Community ~ Ask & Respond

true love through life.jpg

FOR CONSIDERATION: “What is true love, for you?”

RESPONSE(S):

§§   For me, true love can be many things. It can be the love I have for a child; the love and gratefulness I have to a long-term companion that I choose to be with and who chooses to be with me; and the love I have for a person who opened my eyes to a whole other world and who ignited a passion in me that I’ve never found again, even though they were only in my life for a short time.

 §§   To me, true love is unconditional. True love is trustworthy, always supportive, and helps those affected become the best they can be.  

§§   True Love is a commitment to stay open, even in difficult times.
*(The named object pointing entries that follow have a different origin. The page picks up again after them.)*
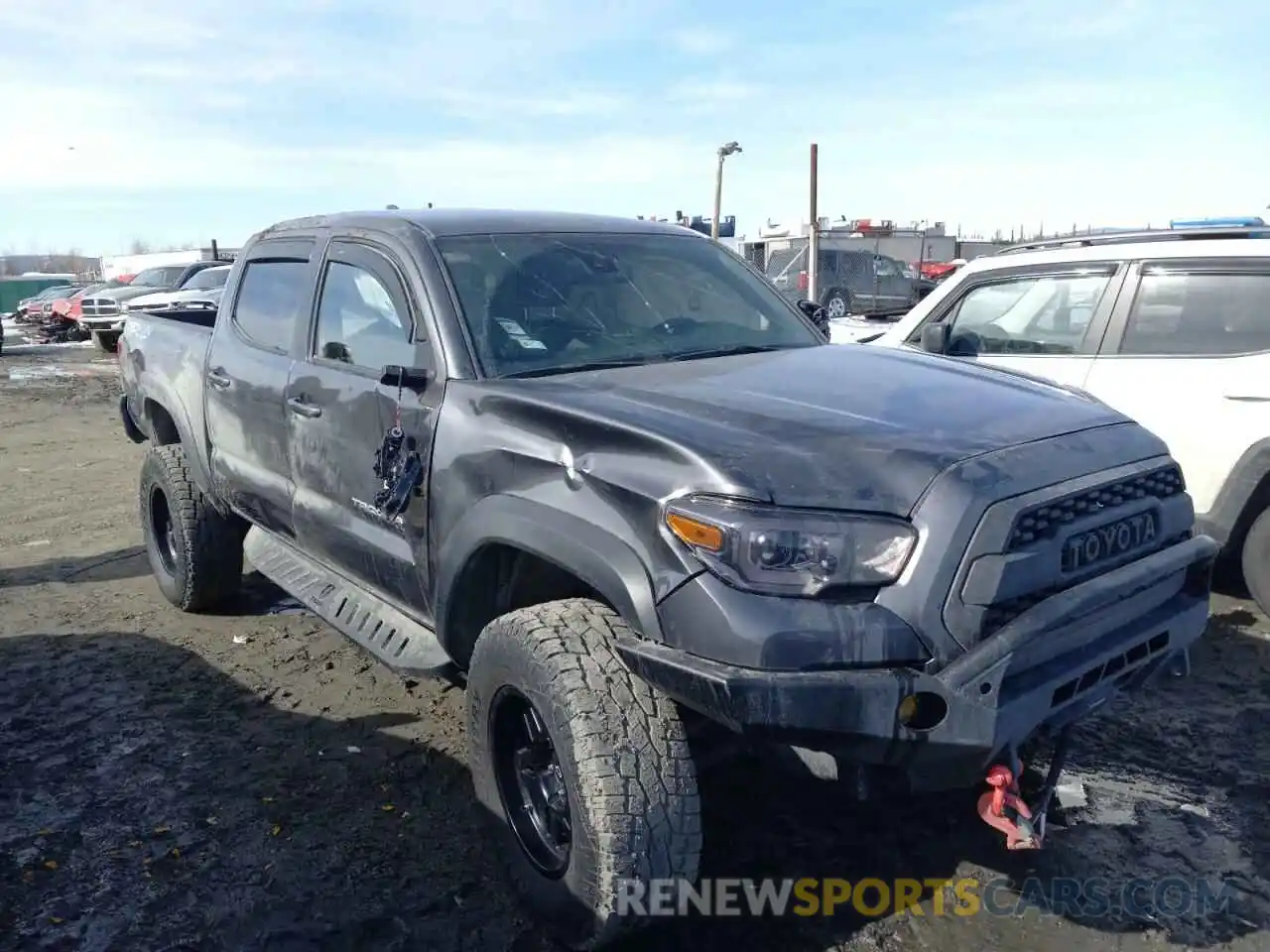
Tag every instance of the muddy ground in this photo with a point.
(252, 782)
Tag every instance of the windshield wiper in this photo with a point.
(579, 367)
(726, 352)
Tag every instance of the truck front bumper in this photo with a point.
(1048, 667)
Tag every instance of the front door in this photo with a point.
(339, 414)
(1046, 321)
(246, 372)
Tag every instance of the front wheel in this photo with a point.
(837, 303)
(584, 769)
(107, 340)
(1255, 560)
(194, 551)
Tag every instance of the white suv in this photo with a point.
(1171, 327)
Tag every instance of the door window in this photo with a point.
(1201, 313)
(358, 321)
(884, 267)
(1028, 315)
(270, 299)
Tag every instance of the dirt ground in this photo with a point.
(252, 782)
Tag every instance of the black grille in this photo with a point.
(1042, 522)
(96, 307)
(1000, 615)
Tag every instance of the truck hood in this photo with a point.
(128, 293)
(826, 426)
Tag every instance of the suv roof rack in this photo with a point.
(1124, 238)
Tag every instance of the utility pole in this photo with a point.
(813, 239)
(724, 151)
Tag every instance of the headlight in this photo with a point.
(790, 551)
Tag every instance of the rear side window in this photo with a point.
(1047, 313)
(270, 298)
(1203, 313)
True Love is knowing that I love the person even when I may hate the situation or circumstances we’re working through. 

§§   Ahh, true love!! We all want it, some of us think we’ve got it, others, (myself), think we’ve had it, but may find out, we’ve never “really” felt it!! My idea of true love is, when I can be me, in my most basic, unimpressive self, and still know my partner is crazy about me!! Likewise, I can see her, in her worst, and still thank my lucky stars, that she’s the one who loves me, and receives love from me!! It can be as small as a good morning note, or doing things that challenge and build each other up. True love is wanting to make your love’s life, just a bit better than it would be without you, and vice versa. It’s edifying them, backing them up, and sometimes, gently as opposed to harshly, disagreeing with them, but respecting their opposing view. I think true love is when two people, care more about the other, than they do about themselves, but still can remain true to their own individual selves and know, that we both are supporting each other in our goals, dreams, and responsibilities!! True love is carrying through on commitments you’ve made, long after the mood has past, that you made the commitments in!!

§§   True Love is the Ocean.  At it’s depth, it is dark and mysterious, full of silence and stillness, a mass of liquid upon which tempests may toss and yet, nothing moves.  Upon it’s surface, it is movement and change, full of light and reflection, a continuous criss-crossing of waves that crash, flow and dance about – fully supported by the solidity of its depths.  Without depth, the surface is chaos, passion and fleeting confusion.  Without surface, the depth is rigid, stagnant and prohibitive of growth.  True Love is the Ocean.  ALL of it.

<<thanks to our dear community for thoughtful and unique responses – such wisdom and beauty!>>


SOAPBOX!

Following are your soapbox thoughts!

soapbox.jpg

 <<y’all should get on that damn box more often! 🙂 >>

Here’s to the crazy ones. The misfits. The rebels. The troublemakers. The round pegs in the square holes. The ones who see things differently. They’re not fond of rules. And they have no respect for the status quo. You can quote them, disagree with them, glorify or vilify them. About the only thing you can’t do is ignore them. Because they change things. They push the human race forward. And while some may see them as the crazy ones, we see genius. Because the people who are crazy enough to think they can change the world, are the ones who do.  ~ Rob Siltanen

 


THOUGHTFUL

reading in nature

 

Following are a few thoughtful thoughts to consider:  

  • Do I have a ‘flexible’ system in place in order to make healthy choices?
    • If not, how can I create one?
  • Does fear keep me from making choices that I wish I could/would?
  • Do past choices – that did not turn out as planned – effect the way I choose today?
    • If yes, does my past effect my choices today positively? negatively? wisely?
  • Do I understand my own unique definition of True Love?
  • Do I seek to discover True Love, as defined by me, in all my relationships?
  • Is it possible to find exactly my definition of True Love? 
    • If no, is it necessary to to forgo some of my wishes?
      • If yes, do I understand how to balance my definition of True Love while understanding others and their definition of True Love?
  • Do I feel that both constancy and change are vital aspects to creating True Love?
    • If yes, do I understand how to offer both constancy and change in my relationships?

meditation of love
All blessings and tinkling bells of honey to your heart.